In October 1864, a 38-year old farmer from Story County, Iowa enlisted with Company I of the 8th Iowa Volunteer Infantry. With a wife and five young kids to feed, and with no certainty of return, it must have been a difficult choice. The unit he was joining had already sustained heavy casualties at Shiloh and Vicksburg, and many had died in Andersonville prison. But he also a patriot and a Christian abolitionist, and so felt it his obligation to join the cause of the Union. With the harvest over and his eldest boy old enough to take over the chores, he marched south, seeing action at Spanish Fort the following spring. In Fall, following Lee’s surrender, he returned home and kept on farming until he died in 1908.
That farmer was my great-great-Grandfather. The bible he carried off to war now resides at my parent’s house, and I have had occasion to carefully turn its pages, looking for clues to what drove him. Other than his name and a few notes on the inside cover, he left the answer to posterity. I imagine, though, the answer wouldn’t be much different than some of the other Iowa farmers I’ve known who’ve answered the call. Farmers like my great-great-uncle Billy Stebner, who as an old man used to thrill my brother and me with his tales of pursuing Pancho Villa into Mexico with General Black Jack Pershing.

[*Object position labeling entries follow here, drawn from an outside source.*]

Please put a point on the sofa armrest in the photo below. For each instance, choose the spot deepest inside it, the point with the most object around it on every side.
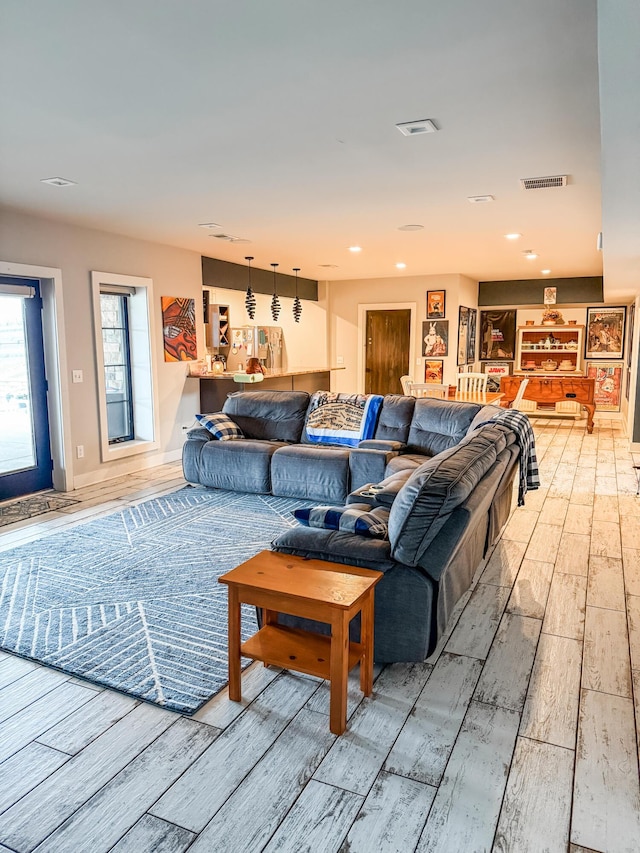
(382, 444)
(368, 466)
(200, 433)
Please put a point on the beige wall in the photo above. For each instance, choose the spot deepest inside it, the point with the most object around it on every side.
(345, 297)
(76, 251)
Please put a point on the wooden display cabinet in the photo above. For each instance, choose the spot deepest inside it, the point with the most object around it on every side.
(562, 344)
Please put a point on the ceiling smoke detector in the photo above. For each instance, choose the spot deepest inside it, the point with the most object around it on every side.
(543, 183)
(58, 182)
(415, 128)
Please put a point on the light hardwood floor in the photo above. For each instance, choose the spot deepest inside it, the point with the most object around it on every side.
(519, 734)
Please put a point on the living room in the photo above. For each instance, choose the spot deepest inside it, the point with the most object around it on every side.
(584, 119)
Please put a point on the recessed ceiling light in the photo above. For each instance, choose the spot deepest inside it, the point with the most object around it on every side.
(58, 182)
(415, 128)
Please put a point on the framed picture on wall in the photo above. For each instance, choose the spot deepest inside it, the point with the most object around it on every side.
(463, 334)
(495, 370)
(497, 335)
(434, 371)
(435, 304)
(435, 338)
(471, 335)
(605, 332)
(608, 376)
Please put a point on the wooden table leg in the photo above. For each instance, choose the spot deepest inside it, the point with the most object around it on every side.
(235, 688)
(366, 639)
(338, 672)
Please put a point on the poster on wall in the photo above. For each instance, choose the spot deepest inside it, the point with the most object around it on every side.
(608, 391)
(179, 328)
(605, 332)
(435, 304)
(497, 335)
(434, 371)
(471, 335)
(495, 370)
(463, 334)
(435, 338)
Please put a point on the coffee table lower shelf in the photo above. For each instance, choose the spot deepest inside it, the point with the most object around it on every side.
(293, 648)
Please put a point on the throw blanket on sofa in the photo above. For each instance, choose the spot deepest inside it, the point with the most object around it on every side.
(342, 418)
(521, 425)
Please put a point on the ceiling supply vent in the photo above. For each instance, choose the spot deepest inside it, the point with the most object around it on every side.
(414, 128)
(543, 183)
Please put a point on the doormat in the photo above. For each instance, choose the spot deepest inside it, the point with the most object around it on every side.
(33, 505)
(132, 601)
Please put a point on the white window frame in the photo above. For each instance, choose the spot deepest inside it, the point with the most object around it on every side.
(144, 374)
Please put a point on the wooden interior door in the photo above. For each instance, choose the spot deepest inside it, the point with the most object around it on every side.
(386, 350)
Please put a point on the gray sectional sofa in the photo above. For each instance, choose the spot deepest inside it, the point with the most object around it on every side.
(446, 473)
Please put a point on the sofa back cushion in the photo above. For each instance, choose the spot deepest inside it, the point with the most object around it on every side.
(395, 418)
(341, 419)
(275, 415)
(439, 424)
(436, 488)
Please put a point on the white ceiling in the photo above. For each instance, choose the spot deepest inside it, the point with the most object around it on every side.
(276, 120)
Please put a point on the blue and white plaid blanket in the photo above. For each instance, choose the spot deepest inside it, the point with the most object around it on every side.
(521, 425)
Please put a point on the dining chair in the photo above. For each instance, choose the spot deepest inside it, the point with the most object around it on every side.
(472, 383)
(429, 389)
(406, 382)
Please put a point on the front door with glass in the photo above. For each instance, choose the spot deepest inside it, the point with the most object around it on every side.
(25, 452)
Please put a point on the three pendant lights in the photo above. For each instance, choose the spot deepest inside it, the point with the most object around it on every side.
(250, 298)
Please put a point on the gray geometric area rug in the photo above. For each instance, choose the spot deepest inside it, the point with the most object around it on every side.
(132, 600)
(33, 505)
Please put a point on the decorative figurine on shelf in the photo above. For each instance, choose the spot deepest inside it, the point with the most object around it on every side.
(254, 366)
(552, 317)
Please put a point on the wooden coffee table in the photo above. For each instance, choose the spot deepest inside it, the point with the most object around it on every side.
(315, 589)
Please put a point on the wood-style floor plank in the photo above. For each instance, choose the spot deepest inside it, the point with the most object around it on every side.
(465, 813)
(152, 835)
(536, 810)
(62, 793)
(118, 805)
(318, 821)
(606, 797)
(252, 814)
(506, 672)
(392, 816)
(427, 738)
(357, 756)
(193, 800)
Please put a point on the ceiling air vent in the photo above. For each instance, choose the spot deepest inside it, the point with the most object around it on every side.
(543, 183)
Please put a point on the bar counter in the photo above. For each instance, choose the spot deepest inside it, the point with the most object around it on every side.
(214, 387)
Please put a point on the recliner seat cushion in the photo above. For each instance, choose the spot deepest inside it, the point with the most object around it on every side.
(268, 415)
(308, 471)
(436, 488)
(439, 424)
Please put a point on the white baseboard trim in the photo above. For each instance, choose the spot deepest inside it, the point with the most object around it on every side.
(128, 466)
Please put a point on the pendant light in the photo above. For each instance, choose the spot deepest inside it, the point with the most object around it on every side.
(297, 305)
(275, 302)
(250, 299)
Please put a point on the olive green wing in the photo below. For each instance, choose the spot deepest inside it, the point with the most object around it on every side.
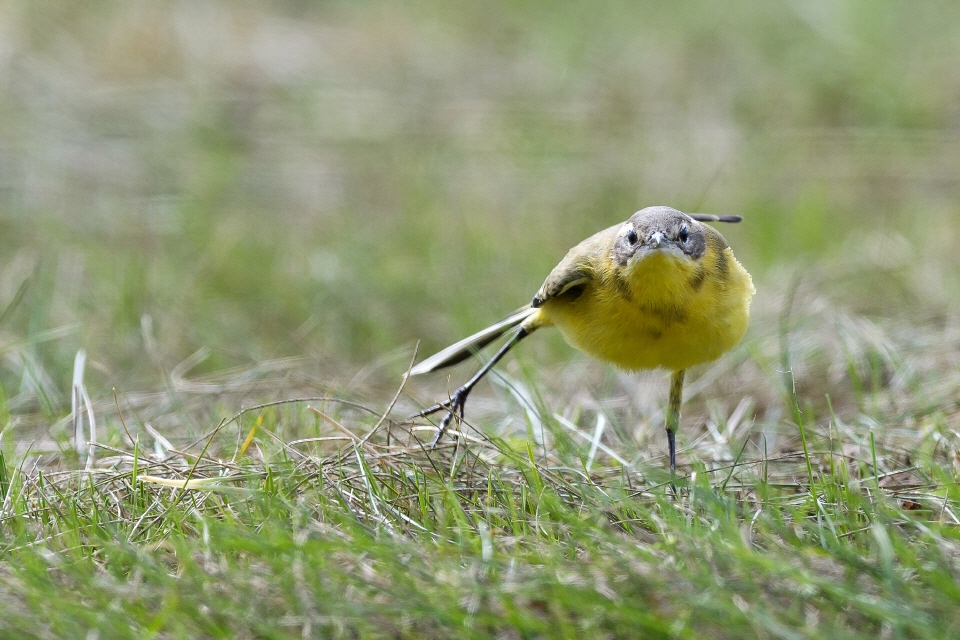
(578, 267)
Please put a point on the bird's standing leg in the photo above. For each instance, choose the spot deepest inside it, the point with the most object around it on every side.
(454, 406)
(673, 414)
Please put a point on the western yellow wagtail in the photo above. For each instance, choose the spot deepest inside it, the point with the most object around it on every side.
(661, 290)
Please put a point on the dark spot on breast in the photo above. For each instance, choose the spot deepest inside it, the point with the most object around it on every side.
(698, 278)
(623, 287)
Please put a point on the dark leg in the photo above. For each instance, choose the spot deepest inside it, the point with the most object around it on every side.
(454, 406)
(673, 415)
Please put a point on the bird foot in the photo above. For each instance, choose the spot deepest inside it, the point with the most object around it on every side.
(453, 407)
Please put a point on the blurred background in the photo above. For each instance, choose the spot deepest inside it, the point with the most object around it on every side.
(257, 181)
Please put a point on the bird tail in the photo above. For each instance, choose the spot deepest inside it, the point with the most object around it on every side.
(468, 346)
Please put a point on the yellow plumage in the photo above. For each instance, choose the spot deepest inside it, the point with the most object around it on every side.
(661, 290)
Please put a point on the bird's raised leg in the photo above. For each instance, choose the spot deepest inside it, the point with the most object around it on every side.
(454, 406)
(673, 415)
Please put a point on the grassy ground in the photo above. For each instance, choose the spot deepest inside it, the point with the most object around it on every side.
(234, 205)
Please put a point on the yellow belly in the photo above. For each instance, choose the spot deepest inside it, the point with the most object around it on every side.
(657, 318)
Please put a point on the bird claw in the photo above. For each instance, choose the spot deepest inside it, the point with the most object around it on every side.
(453, 407)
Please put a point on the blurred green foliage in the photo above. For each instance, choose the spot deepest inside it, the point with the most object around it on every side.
(340, 180)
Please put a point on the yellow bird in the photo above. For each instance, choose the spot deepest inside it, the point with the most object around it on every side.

Farmers like my maternal Grandpa John Cullen, who followed Pershing on his next assignment in Europe, and saw the horrors of trench warfare at the Marne. Or his son John, a Marine who fought amid the carnage of Okinawa. Every week he wrote a letter to his five kid sisters, including my 6 year old mom, telling them everything would be okay.
Farmers like Donnie Burge, a cornfield hot rodder who enlisted with the 5th Army in ’55 and spent the next two years getting his arms covered in tattoos and staring across the 38th parallel at a scowling line of North Koreans. Luckily the ceasefire held, and he returned to take over the family farm. And sire yours truly.
Farmers like my brother-in-law Ron, who spent 3 tours in Vietnam as a Huey pilot. Just like my Uncle John he wrote reassuring letters home to his 6 year old kid sister, who grew up and married me. After the war he spent another 10 years as a helicopter school instructor at Ft. Rucker, and returned home to the dairy country of Northeast Iowa. Three of his own farm kids have answered the call; most recently my niece Devin, who spent 2004-5 in Baghdad driving a 3-ton truck with the 389th Iowa Combat Engineering Battalion. Farmers like her husband Rick, currently serving with the 389th in Iraq on his 2nd tour, away from their baby daughter.
Every single one of them fill me with awe and amazement, and a humbled sense of gratitude for having the great cosmic fortune to be born in a country capable of producing farmers (or non-farmers) like that. Where do they come from, this long line of common men and women of uncommon valor, who risk everything only to shrug it off with a simple “I just did my duty”?
I’m afraid I’ll never quite comprehend it, but an awestruck thanks to every last one of you.